Personal information
- Full name: Luis Aranaz Iriberri
- Date of birth: 19 August 1914
- Place of birth: Estella, Spain
- Date of death: 12 April 1981 (aged 66)
- Place of death: Spain
- Position: Midfielder

Senior career*
- Years: Team / Apps / (Gls)
- 1934–1935: Real Betis / 0 / (0)
- 1935–1936: Osasuna / 17 / (0)
- 1939–1942: Osasuna / 57 / (6)
- 1942–1946: Sabadell / 45 / (3)
- 1946–1947: Real Murcia / 10 / (0)
- 1947–1949: Logroñés

International career
- 1937: Spain (unofficial) / 1 / (0)
- 1943–1944: Catalonia / 3 / (0)

Managerial career
- 1956–1957: Logroñés
- 1964–1966: Osasuna

= Luis Aranaz =

Spanish footballer and manager (1914–1981)

Luis Aranaz Iriberri (19 August 1914 – 12 April 1981) was a Spanish footballer who played as a midfielder for CA Osasuna, Sabadell, and Real Murcia in the 1930s and 1940s.

==Early life==
Born in the Navarre town of Estella on 19 August 1914, Aranaz moved to Pamplona with his family at age 12.

==Club career==
Aranaz began his career at Real Betis in 1934, aged 20. Despite failing to make a single league appearance for the club, he is nonetheless considered a member of the squad that won the 1934–35 La Liga title, the first (and only) league title in the history of Betis. He joined fellow top flight club Osasuna in 1935, but his career was then interrupted by the outbreak of the Spanish Civil War in 1936.

Once the conflict was over, Aranaz returned to Osasuna, where he played for a further three years until 1942, when Segunda División side Sabadell signed him for 25,000 pesetas. He became the team's captain and helped Sabadell win the second division title in 1942–43, continuing as a starter in the following season. He led his side to the quarterfinals of the 1944 Copa del Generalísimo against Valencia, sustaining a double fracture of the tibia and fibula in the first half of the tie at Creu Alta, which ruled him out of both that season and the next. Without him, the club was relegated back to the second division. In August 1945, Aranaz (who was not yet fully recovered from the injury) received an offer from Valencia, then in the top flight, but Sabadell prevented this deal from coming to fruition. In his first official match since his injury, Aranaz played ten minutes to assist a goal, remaining a starter from then on and leading Sabadell to another second division title in 1945–46. He stayed at Sabadell for four years, from 1942 until 1946, scoring a total of five goals in 79 official matches.

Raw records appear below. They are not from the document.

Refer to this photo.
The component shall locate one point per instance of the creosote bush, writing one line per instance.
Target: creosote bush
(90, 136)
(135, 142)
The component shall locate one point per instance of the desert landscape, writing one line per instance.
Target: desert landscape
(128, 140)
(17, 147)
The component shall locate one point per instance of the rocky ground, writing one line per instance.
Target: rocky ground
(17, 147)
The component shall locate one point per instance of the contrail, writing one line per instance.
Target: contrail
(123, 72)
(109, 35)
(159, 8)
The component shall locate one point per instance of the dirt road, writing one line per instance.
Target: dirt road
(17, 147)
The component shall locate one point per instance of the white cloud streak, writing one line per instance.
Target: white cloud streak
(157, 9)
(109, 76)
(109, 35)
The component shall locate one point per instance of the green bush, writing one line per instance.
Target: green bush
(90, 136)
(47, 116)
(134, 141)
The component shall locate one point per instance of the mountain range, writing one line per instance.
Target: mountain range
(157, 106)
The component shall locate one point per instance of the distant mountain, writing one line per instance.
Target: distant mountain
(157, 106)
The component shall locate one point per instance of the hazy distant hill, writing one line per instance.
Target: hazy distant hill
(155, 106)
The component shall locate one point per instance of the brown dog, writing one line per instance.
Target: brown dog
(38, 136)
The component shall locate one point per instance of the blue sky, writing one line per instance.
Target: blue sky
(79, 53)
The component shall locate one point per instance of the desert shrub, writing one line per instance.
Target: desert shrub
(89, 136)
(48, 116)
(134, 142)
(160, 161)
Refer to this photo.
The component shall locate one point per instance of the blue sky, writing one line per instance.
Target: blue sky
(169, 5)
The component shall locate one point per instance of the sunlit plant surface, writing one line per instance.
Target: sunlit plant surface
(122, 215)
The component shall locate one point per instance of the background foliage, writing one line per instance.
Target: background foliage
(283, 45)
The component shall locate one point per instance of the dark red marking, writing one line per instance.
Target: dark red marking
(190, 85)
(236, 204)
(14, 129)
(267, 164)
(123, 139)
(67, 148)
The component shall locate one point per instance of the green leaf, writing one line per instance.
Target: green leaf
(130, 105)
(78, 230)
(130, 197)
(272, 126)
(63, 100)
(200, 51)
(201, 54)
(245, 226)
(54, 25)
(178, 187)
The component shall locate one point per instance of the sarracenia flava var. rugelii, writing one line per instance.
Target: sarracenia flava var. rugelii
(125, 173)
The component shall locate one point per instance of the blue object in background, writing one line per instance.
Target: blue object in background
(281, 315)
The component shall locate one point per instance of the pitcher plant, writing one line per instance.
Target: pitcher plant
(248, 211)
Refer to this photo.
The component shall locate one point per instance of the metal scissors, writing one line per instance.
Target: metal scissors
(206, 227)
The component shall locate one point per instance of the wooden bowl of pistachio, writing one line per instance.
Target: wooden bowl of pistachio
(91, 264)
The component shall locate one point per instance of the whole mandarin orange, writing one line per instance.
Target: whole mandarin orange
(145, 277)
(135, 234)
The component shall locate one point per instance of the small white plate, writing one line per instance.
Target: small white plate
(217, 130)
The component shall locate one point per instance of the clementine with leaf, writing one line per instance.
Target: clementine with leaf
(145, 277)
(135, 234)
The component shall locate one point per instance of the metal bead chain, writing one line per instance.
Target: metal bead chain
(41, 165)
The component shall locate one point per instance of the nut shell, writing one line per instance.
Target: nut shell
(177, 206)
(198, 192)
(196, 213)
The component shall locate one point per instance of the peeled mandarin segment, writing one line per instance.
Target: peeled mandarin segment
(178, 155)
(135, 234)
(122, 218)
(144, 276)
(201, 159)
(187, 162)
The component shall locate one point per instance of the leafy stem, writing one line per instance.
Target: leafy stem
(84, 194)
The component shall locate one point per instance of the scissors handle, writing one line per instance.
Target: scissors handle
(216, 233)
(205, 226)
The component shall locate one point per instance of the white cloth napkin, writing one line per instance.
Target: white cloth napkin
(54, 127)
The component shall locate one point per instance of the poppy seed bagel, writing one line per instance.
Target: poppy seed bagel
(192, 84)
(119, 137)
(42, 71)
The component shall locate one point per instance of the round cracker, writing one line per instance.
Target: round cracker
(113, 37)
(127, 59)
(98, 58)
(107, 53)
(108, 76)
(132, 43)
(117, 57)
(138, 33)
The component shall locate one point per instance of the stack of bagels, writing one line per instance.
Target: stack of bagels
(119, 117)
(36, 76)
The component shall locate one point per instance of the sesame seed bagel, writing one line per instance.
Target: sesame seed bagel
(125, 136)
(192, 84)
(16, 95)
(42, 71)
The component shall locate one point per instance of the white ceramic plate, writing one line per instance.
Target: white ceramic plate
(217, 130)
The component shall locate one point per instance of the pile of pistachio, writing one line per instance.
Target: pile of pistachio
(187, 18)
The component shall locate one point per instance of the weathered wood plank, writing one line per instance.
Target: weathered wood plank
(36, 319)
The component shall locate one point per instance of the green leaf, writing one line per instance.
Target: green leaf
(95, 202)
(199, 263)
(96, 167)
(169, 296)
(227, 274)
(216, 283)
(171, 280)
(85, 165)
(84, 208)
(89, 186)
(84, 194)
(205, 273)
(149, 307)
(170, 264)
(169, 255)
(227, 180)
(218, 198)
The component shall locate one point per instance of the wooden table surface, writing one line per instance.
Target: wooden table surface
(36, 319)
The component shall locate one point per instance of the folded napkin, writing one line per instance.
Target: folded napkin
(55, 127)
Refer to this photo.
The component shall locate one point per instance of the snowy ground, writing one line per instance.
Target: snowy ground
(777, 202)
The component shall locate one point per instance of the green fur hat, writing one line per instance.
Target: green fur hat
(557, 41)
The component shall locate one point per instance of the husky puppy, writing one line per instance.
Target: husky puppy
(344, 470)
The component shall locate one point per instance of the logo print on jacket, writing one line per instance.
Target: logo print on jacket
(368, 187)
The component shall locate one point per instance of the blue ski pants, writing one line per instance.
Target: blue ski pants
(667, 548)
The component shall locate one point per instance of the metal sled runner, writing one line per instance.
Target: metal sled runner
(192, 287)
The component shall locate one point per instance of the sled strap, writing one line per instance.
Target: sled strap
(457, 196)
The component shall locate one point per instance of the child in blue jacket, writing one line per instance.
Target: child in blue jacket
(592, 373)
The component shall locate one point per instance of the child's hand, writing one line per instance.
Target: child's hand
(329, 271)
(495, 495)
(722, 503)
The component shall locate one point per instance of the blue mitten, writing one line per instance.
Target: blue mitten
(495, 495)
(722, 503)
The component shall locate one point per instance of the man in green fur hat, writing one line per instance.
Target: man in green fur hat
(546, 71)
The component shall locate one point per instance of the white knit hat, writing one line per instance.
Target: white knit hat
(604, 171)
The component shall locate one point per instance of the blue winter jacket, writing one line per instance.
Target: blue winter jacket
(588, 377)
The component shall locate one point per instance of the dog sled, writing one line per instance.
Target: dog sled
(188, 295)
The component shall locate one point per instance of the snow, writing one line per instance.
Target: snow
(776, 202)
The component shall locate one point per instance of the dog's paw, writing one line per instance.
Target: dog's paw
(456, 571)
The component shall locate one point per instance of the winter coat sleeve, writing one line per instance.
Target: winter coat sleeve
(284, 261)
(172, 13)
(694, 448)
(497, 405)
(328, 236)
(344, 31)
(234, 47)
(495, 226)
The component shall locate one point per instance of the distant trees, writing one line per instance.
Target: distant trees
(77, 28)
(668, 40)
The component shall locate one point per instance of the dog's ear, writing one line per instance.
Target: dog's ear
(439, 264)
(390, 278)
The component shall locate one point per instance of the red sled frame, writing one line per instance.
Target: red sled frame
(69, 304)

In 1946, Aranaz signed for top-flight club Real Murcia, with whom he played for one season, until 1947, when he went to Logroñés, where he retired in 1949, aged 35. In total, he scored two goals in 48 La Liga matches for three clubs. After retiring, he worked as a coach, taking over his former clubs Logroñés (1956–57) and Osasuna (1964–66).

==International career==
On 28 November 1937, Aranaz played for Spain in an unofficial match against Portugal in Galicia, the home region of General Franco, who arranged this match because he saw football as a propaganda tool; Spain lost 2–1, partly because its squad had been hastily assembled from the best available players in Nationalist areas, including Aranaz.

As a Sabadell player, Aranaz was eligible to play for the Catalan national team, playing three matches between October 1943 and April 1944. The latter ended in a 2–2 draw with Valencian national team.

==Death==
In 1971, Aranaz received the title of adopted son of the city of Sabadell. He died on 12 April 1981, at the age of 66.